- Born: 1939 (age 86–87) Iowa, USA
- Occupation: Computer programmer
- Known for: 1st overlapping display windows and BitBLT co-inventor

= Diana Merry =

American computer programmer

Diana Merry-Shapiro (née Mayhugh; born August 25, 1939) is an American computer programmer.

Merry-Shapiro was born in Iowa. She graduated from Valparaiso University in 1961.

In the early 1970s, Merry-Shapiro began working as a secretary for Xerox PARC. She shifted from working as a secretary to becoming a computer programmer with PARC's Learning Research Group. As one of the original developers of the Smalltalk programming language, she helped write the first system for overlapping display windows. Merry-Shapiro was also a co-inventor of the BitBLT routines for Smalltalk, subroutines for performing computer graphics operations efficiently.

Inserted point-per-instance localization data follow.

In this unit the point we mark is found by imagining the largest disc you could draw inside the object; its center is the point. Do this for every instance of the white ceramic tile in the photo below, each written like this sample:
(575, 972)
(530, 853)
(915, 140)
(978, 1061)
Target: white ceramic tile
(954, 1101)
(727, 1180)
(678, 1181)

After leaving PARC in 1986, Merry-Shapiro worked as a financial software developer. As of 2003, she was still using Smalltalk as an employee of Suite LLC, a financial consulting firm. Merry-Shapiro retired in 2014.

== Personal life ==
Merry-Shapiro is a trans woman. She discussed her gender transition and experiences at the Casa Susanna resort in the 2022 documentary Casa Susanna.

Merry-Shapiro was previously married to a woman named Julie before her gender transition. In 1968, Merry-Shapiro married Don Merry; they later divorced. Merry-Shapiro met her current spouse, Carol Shapiro, in November 1986. They live in the New York metropolitan area.